With 130,000 Letters, Students Ask Congress to Keep Student Loan Interest Rates Low
Students have delivered 130,000 letters to congress in hopes of keeping interest rates on student loans from doubling to 6.8% in July.
via CNN Money
WASHINGTON (CNNMoney) -- With little more than three months until the interest rates on federally subsidized student loans double, students are pushing lawmakers to help them out.
On July 1, the interest rate on federal subsidized loans will double to 6.8%. That means students taking out loans for the next school year will eventually dig deeper in their pockets to pay them off.
Nearly 8 million students have subsidized student loans, which means the federal government subsidizes the interest rate for lower- and middle-income families based on financial need.
Without congressional help, students borrowing the maximum $23,000 in subsidized loans are poised to pay an extra $5,000 over a 10-year repayment period.
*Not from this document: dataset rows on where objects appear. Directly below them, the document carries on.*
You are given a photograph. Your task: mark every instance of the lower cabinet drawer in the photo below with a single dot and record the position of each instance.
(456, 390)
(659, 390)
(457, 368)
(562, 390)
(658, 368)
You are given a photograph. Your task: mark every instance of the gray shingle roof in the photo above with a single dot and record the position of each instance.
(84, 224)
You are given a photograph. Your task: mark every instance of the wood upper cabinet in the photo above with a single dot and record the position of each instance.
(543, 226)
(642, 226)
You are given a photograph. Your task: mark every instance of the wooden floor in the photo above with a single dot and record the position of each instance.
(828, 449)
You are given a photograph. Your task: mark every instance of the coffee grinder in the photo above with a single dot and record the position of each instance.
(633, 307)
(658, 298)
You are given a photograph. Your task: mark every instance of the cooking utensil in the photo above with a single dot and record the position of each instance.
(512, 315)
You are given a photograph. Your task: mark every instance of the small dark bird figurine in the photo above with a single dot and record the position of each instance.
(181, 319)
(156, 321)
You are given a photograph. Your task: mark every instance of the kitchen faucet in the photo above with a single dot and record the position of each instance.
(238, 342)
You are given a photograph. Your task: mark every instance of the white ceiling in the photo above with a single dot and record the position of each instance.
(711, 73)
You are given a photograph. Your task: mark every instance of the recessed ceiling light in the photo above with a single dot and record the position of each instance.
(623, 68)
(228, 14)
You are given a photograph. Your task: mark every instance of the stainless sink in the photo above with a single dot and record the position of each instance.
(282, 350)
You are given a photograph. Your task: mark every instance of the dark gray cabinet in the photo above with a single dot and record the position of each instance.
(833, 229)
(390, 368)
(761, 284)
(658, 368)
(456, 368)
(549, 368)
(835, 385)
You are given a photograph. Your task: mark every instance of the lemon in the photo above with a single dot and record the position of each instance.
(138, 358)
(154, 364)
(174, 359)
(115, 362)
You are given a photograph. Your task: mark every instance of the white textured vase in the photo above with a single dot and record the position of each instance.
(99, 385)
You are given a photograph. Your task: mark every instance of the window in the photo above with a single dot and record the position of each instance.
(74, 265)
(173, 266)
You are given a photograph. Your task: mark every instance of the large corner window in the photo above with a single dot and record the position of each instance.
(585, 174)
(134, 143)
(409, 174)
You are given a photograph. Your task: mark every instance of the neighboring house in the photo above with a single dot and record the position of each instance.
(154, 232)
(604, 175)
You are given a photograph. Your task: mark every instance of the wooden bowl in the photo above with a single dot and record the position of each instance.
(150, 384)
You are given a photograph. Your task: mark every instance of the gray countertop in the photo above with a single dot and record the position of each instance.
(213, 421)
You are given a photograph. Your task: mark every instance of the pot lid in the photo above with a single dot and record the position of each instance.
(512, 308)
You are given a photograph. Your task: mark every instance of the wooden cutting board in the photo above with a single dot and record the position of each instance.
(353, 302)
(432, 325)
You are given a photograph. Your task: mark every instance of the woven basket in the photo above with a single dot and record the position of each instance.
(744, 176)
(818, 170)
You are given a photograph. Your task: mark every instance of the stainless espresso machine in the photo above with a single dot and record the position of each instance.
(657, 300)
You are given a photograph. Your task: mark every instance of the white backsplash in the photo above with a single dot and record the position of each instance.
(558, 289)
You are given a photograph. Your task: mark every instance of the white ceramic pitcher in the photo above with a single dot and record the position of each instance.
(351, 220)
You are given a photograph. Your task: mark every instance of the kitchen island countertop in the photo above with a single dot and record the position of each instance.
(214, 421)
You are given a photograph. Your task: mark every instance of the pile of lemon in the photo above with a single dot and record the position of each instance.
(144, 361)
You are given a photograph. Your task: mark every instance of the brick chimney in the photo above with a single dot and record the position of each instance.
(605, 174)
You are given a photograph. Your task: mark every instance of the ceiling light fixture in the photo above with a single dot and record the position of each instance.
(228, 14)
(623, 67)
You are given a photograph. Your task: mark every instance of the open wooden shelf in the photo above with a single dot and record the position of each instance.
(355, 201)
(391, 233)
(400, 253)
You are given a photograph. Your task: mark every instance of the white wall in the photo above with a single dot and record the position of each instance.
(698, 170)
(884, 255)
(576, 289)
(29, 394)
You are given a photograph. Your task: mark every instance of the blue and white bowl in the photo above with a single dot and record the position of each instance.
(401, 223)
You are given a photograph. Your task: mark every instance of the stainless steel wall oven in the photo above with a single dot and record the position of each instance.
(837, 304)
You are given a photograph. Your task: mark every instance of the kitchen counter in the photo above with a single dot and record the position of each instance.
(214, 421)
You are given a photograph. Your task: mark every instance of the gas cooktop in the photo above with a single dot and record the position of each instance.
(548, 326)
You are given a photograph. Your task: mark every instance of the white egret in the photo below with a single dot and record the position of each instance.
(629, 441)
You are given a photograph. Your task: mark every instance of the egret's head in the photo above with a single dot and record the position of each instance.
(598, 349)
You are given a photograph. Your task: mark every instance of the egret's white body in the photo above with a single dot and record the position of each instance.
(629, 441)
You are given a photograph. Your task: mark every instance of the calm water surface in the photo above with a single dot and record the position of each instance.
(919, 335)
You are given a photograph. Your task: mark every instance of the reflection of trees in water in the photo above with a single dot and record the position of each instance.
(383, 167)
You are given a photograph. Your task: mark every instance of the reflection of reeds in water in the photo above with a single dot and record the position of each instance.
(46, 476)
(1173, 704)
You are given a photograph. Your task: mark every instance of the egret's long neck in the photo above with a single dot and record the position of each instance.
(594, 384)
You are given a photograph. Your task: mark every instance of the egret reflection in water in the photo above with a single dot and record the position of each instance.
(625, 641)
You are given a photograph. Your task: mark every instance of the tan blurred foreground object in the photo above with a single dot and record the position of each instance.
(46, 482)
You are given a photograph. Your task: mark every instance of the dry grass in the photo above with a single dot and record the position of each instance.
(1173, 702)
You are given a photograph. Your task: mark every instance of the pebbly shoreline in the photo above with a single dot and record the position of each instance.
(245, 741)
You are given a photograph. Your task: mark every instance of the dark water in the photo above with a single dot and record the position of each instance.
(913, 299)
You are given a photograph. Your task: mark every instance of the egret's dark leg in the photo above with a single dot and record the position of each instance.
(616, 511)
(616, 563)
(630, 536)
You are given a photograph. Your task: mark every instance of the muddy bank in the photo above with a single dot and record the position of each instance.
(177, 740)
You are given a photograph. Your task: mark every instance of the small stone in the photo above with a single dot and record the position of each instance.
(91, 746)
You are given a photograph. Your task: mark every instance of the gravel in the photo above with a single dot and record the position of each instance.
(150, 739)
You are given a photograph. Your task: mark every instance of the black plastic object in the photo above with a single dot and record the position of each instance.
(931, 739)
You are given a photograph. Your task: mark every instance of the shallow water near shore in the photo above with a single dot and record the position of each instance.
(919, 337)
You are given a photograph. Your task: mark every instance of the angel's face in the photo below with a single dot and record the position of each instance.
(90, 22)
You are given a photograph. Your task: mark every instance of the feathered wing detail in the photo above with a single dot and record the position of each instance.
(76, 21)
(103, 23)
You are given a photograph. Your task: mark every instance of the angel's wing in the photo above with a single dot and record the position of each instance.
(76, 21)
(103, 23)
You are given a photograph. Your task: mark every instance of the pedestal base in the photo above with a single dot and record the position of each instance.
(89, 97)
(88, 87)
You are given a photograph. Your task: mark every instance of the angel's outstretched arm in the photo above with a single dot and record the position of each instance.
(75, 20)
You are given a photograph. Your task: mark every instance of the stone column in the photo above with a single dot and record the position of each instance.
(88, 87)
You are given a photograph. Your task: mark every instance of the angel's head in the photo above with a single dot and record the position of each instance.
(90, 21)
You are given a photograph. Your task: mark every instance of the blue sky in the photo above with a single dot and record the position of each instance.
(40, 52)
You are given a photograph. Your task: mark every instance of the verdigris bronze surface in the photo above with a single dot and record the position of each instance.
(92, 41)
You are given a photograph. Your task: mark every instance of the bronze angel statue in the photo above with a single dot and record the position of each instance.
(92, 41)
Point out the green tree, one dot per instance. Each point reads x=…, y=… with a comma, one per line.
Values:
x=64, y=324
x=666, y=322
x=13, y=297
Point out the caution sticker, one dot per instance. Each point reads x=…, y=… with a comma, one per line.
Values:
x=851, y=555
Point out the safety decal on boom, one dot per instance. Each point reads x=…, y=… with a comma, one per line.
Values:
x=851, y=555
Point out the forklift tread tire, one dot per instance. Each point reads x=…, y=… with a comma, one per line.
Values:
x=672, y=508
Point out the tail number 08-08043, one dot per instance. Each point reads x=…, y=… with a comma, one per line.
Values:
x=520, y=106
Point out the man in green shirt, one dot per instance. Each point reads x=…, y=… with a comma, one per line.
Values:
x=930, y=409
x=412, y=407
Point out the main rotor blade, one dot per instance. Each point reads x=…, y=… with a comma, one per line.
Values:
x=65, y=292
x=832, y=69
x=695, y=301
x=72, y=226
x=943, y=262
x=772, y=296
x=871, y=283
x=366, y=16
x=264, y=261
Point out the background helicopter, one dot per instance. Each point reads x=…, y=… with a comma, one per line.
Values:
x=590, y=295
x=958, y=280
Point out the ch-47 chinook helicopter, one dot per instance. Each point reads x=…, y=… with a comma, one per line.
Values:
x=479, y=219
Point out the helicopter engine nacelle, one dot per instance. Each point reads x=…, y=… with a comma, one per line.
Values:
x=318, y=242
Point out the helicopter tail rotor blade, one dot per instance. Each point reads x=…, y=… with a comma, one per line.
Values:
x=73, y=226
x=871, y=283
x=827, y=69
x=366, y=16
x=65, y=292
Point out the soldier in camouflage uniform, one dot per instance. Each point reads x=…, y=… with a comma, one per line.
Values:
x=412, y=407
That's why the consumer advocacy group U.S. Public Interest Research Group delivered 130,000 student petitions to lawmakers on Capitol Hill on Tuesday, asking Congress to stop the rates from doubling.
"We've got 110 days to fix this problem," said Rep. Joe Courtney, a Connecticut Democrat, who is sponsoring a bill to extend current interest rates. "Middle class families, every single day, are struggling in terms of making sure their kids have a chance to succeed in life."
Subsidized student loan interest rates used to be 6.8%. But when Democrats took over the House in 2007, they passed phased-in cheaper rates for subsidized student loans. The rates fell to a current low of 3.4% for subsidized Stafford loans this past school year. The rates are scheduled to revert back to 6.8% for the 2012-2013 school year.
Student loans are a big deal. The Federal Reserve of New York last week reported that the $870 billion in student loan debt tops $693 billion in credit card debt and $730 billion car loan debt.
And with unemployment just below 24% for teenagers and 14% for those ages 20 to 24, more young people are going back to school or staying in school, according to new data by Equifax. Last year, new student loans grew by 4%, the firm reported Tuesday in its National Consumer Credit Trends Report.
Additionally more students struggle to pay back those loans. Student loan delinquencies involving payments more than three months late rose 14.6% in 2011 from the year before, according to Equifax.
President Obama urged lawmakers in his State of the Union address to stop this student loan rate hike from going into effect. But the deficit-conscious Congress has yet to act, especially since extending the 3.4% rate would cost $5.6 billion a year, according to FinAid.org.
While the president has focused on expanding access to college for low- and middle-income children, lawmakers have taken several steps towhittle away at student aid.
Congress has eliminated subsidized loans for graduate students, as well as most discounts. They also cut $8 billion out of the Pell Grant program for low-income students and reduced the income threshold for eligibility for a full Pell Grant.
The impending higher interest rates on subsidized Stafford loans worries Samantha Durdock, a sophomore at the University of Maryland in College Park, who currently has $8,000 in subsidized Stafford loans and expects to borrow another $15,000.
"Even though graduation is several years away, I am worried about the amount of debt I will have," Durdock said at the Capitol Hill event. "If interest rates double, the extra debt might also impact my ability to pay basic expenses like rent."